What the alert means — and doesn’t
The Investor Alert List isn’t a ban or a fraud designation. It’s a consumer warning tool, the same list that has carried Binance since 2021. Being added doesn’t trigger fines or shutdowns, but it does signal that MAS believes the platform may be holding itself out as licensed when it isn’t. Regulators here have been aggressive: unlicensed firms soliciting Singapore residents risk enforcement action. Bybit’s terms of service already say Singapore users aren’t welcome, and the exchange geo-blocks local traffic. Still, MAS wants residents to know they’re on their own if they use the platform — no dispute mechanism, no deposit protection, no fair-dealing rules.
Bybit’s Singapore roots
There’s an ironic twist: Bybit was founded by Ben Zhou, who is Singaporean. The exchange is now headquartered in Dubai but maintains operations in several jurisdictions. Zhou hasn’t commented on the MAS listing as of press time. The addition comes less than three months after Bybit was removed from Malaysia’s equivalent investor alert list — a removal that followed regulatory engagement. That track record suggests Bybit may eventually talk to MAS, but so far there’s been no public move.
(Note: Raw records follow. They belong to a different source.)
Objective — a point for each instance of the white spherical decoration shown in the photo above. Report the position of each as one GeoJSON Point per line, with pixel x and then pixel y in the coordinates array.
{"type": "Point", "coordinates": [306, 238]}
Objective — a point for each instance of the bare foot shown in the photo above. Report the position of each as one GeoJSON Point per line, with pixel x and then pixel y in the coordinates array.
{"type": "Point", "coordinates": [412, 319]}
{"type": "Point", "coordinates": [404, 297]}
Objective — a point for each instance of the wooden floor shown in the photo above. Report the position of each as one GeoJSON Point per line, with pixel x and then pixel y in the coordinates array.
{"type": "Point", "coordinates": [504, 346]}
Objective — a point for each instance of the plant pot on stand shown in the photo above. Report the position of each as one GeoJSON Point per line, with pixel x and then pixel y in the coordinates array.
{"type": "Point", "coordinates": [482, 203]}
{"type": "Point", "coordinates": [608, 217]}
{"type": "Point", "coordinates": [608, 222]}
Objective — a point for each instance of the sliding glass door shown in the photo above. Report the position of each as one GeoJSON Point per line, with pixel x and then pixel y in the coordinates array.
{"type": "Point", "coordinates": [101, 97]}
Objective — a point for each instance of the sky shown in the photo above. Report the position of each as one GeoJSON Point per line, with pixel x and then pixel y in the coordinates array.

No trading disruption — yet
The listing hasn’t affected Bybit’s global operations. The exchange continues to list tokens, publish Proof-of-Reserves data, and process trades as usual. No service interruptions have been reported. But the reputational sting is real. Singapore is a key jurisdiction for crypto regulation in Asia, and MAS has been tightening rules under the Payment Services Act. Being on the list doesn’t stop people from using Bybit — it just means they can’t claim they didn’t know it was unregulated.
MAS advises users to check its official Financial Institutions Directory for properly licensed platforms. For Bybit, the next question is whether it will follow the Malaysia playbook and engage the regulator, or stay silent and hope the alert fades. So far, silence.